As a peer-reviewed paper in Science (2001) argued, “about 50 million people are at risk from great Himalayan earthquakes, many of them in towns and villages in the Ganges plain”. The capitals of Bangladesh, Bhutan, India, Nepal, Pakistan and many other cities with more than a million people are “vulnerable”. Areas where stresses were not released recently are especially vulnerable.
These governments should have their utmost in earthquake planning, including making construction seismicity-resistant, and launching disaster management, information and public education programmes, while strengthening seismic monitoring. But they seem to have learnt little from the recent experience with Uttarkashi (1991), Chamoli (1998), Bhuj (2001), and Muzaffarabad.

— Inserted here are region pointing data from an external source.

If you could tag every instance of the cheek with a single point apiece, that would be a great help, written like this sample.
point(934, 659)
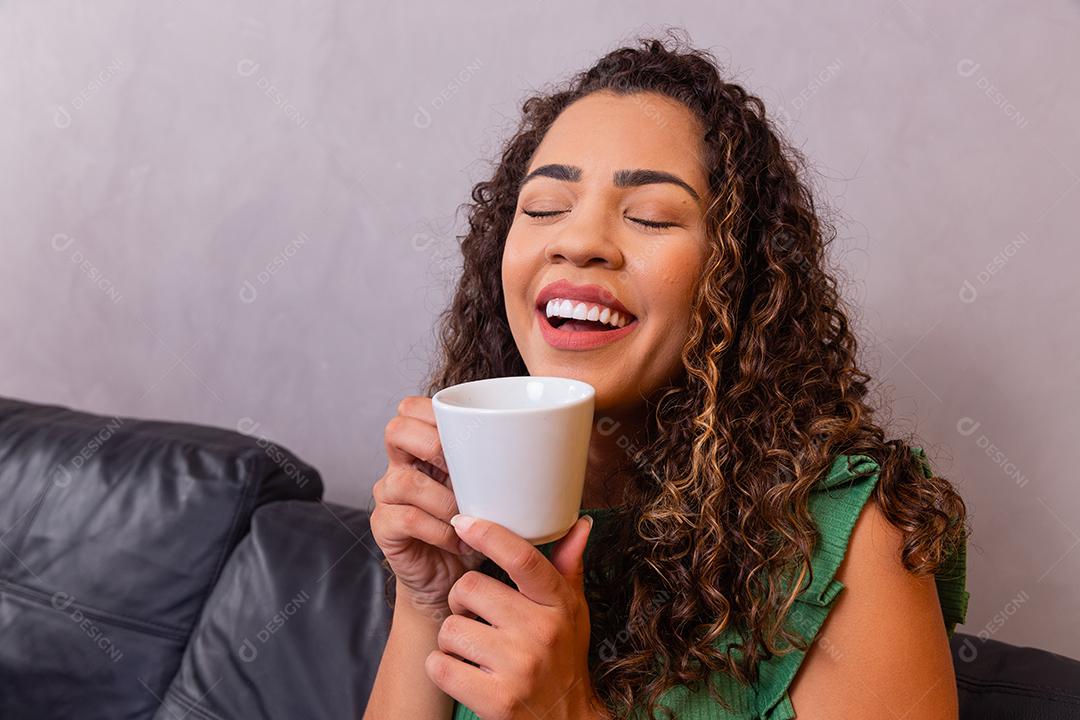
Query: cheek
point(673, 279)
point(515, 272)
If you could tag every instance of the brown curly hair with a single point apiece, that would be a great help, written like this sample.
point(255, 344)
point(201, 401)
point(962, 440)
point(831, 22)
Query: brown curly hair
point(714, 530)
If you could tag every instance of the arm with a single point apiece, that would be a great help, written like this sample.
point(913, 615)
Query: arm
point(882, 651)
point(402, 690)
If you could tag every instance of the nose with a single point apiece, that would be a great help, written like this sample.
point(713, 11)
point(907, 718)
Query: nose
point(585, 238)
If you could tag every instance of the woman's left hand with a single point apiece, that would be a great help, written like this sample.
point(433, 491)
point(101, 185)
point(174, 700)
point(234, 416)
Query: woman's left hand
point(534, 656)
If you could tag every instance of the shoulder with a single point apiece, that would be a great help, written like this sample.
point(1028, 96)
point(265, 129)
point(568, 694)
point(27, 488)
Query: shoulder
point(885, 628)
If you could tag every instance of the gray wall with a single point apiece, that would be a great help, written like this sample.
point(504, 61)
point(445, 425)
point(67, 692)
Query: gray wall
point(243, 214)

As if all this were not bad enough, the governments of India, China and Nepal have rushed headlong into hydroelectricity projects in the most vulnerable parts of the Himalayas. Worst of all, India went ahead with the Tehri dam on the Bhagirathi (a tributary of the Ganga) in Uttarakhand, bang in the centre of the 600-km Central Himalayan Seismic Gap, where no major earthquake has occurred for at least 500 years, and where a Big One is due anytime. Among those who publicly warned against the Tehri dam was Vinod Gaur, a distinguished geophysicist and a co-author (with Roger Bilham and Peter Molnar of the University of Colorado) of the Science paper mentioned above. The government completed the dam but under-designed it. In case the dam is ruptured by an earthquake, the consequences for the millions of people who live downstream of the Ganga will be catastrophic.
Equally irresponsibly, the government ignored an article by Gaur and Bilham in the journal Current Science, which argued that the Jaitapur nuclear power project in Maharashtra was declared seismically safe without refuting the possibility of potential seismic vulnerabilities. But India’s West Coast is well-recognised as probably “laced with ancient fault lines buried under sediments and waiting to spring back like a piano accordion...”
Yet the absence of seismicity in Jaitapur in the past century was wrongly interpreted to infer that no seismicity would occur in the future—although the nearby Koyna and Latur regions experienced major earthquakes (magnitude 6+). The paper should have been scientifically debated, but Indian nuclear power lobbyists ridiculed it and prevented Bilham from entering India in 2012! Such “shoot-the-messenger” attitudes towards dissenting scientists speak of an authoritarian mindset—and worse, contempt for public safety in the face of disasters.